Ryan Murphy isn't one to totally explain his logic at every step of the journey, whether we're traipsing through New York with Rachel Berry or navigating the strange moral implications of American Horror Story: Freak Show. But we usually get a pretty solid indication of whether or not his embattled heroines have special powers (Rachel can sing Barbra Streisand songs like she grew up in a vocal academy and Coven's Zoe has a lethal vagina — these things we know), but Bette & Dot are different. AHS ' conjoined twins seem to hear each other's thoughts throughout the first episode, but last week, that idea seemed to be derailed a bit. So what gives?
Let's back up a bit first. For starters, conjoined twins aren't telepathic (though there is the case of Krista and Tatiana Hogan, conjoined twins who could hear each other's thoughts because they are conjoined at the head, per an NY Times profile from 2011) so any instance of telepathy between Bette & Dot (who are attached at the torso) doesn't seem to be pulled from reality. And while some posit that twins possess ESP or telepathic abilities thanks to stories of uncanny communication, the concept is not widely accepted by the medical community; it is not uncommon, however, for twins (conjoined and otherwise) to have hyperawareness of each other's emotions and feelings.
For Bette & Dot, the scales seemed to tip more towards reality Episode 2 of AHS: Freak Show, as Dot doesn't seem to be totally aware of Bette lying to her when Elsa comes to her bedside. Elsa and Bette whisper for a good minute about how Bette deserves the spotlight more than her sister before Dot hears the chatter and asks if Bette is talking in her sleep. Bette lies and says Elsa is there to congratulate them, but if Dot is being kept awake by the noise, wouldn't she be able to hear Bette's true thoughts and know that she's lying?
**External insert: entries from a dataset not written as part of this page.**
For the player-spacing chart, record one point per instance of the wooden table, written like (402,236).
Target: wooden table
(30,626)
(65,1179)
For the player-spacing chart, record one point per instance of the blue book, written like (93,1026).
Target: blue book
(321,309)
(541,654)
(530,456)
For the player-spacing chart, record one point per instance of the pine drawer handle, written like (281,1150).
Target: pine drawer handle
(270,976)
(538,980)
This could, however, be a gray area or a hole in the writing, as it seems pretty clear early on that Bette and Dot exchange thoughts. In their first few scenes on AHS: Freak Show, the series seems to be laying on the telepathy thing pretty thick. I've pulled a few excerpts from the conversation and the result seems to speak for itself. But being the cynical person I am, I just had to poke holes in all of it. Here goes:
When Elsa First Enters Their Hospital Room
Bette's inner monolog asks, Why is she being so nice to us? and Dot's seems to reply, She wants something. Dot even casts a judgemental glance at Bette, in a way that suggests she heard Bette's optimistic suggestion.
The caveat: Dot knows her sister well; that glance could have been cast simply because she's sure her Pollyanna of a sister would find this interaction exciting.
When Bette Talks Too Much
"When we lived in Alabama I saw her in Tin Pan Alley," exclaims Bette when Elsa notices her Betty Grable obsession. In her head, Dot grumbles, Shut up, what's wrong with you?
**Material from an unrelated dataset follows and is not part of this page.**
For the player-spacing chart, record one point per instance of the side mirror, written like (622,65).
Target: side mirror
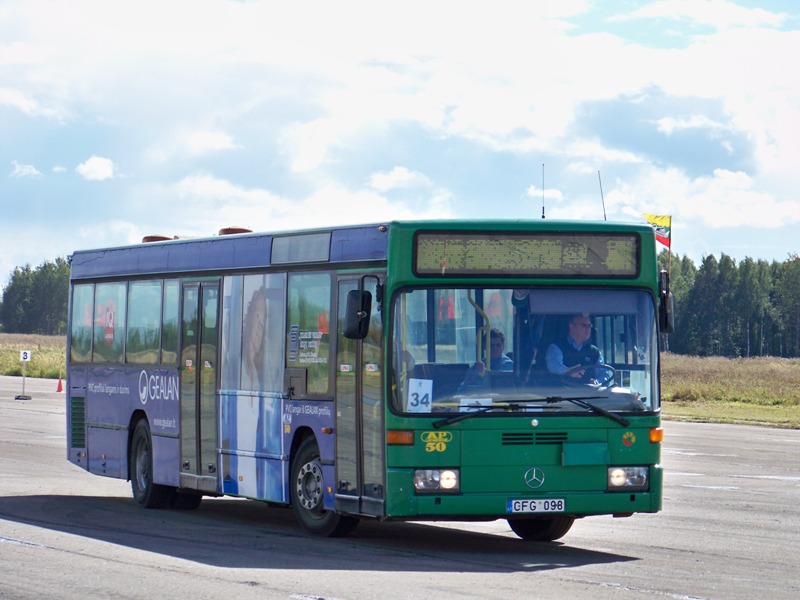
(357,312)
(666,310)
The caveat: Um, welcome to my inner monologue when my little brother says something he shouldn't, which is often. (Sorry, dude. I love you, but I needed an example.)
When Elsa Asks About Sharing Their Sex Parts
Dot thinks, Oh, dear God. She’s a psycho pervert. And Bette seems to reply, She’s down to earth is all.
The caveat: Bette could very likely mean "She's just down to earth is all" as a response to her own reservations, the way a cartoon princess might tell a forlorn woodland creature, "Oh, you're just scared, aren't you?" with very little prompting.
When Bette Offers Information About Sharing Their Sex Parts
Then comes the moment where Bette tells Elsa, “She never wants that,” meaning Dot hates masturbation. I hate you, says Dot's inner monologue while she stares daggers at Bette.
The caveat: See (again), things we all think when our sibling is saying something that embarasses us.
When Bette Gives Away Their Guilt
Bette tries to tell a yarn to keep Elsa from learning that they are responsible for their mother's death, and the conversation goes like so:
“He was wearing a black fedora and he reeked of Aqua Velva,” says Bette.
Stop talking, thinks Dot.
“He strangled mama with her necklace while she was doing needlepoint,” adds Bette.
Shut up, Bette, thinks Dot and in response, Bette seems to flinch.
The caveat: When Dot is thinking her silencing thoughts, she's also shooting angry looks at Bette. It could be that Bette is reacting to her facial expressions, which are ridiculously severe, and not the telepathic ability to read Dot's mind.
So can Bette and Dot hear each other's thoughts?
The answer is still rather unclear, if you ask me. And while I could rail on about inconsistencies (Bette and Dot's doctors say they have four lungs, and yet, when Bette puffs on a cigarette, Dot coughs up smoke too, which seems to defy logic) this particular inconsistency might actually make things a little more interesting. Then again, with a show like Freak Show, interest isn't exactly something we're running low on.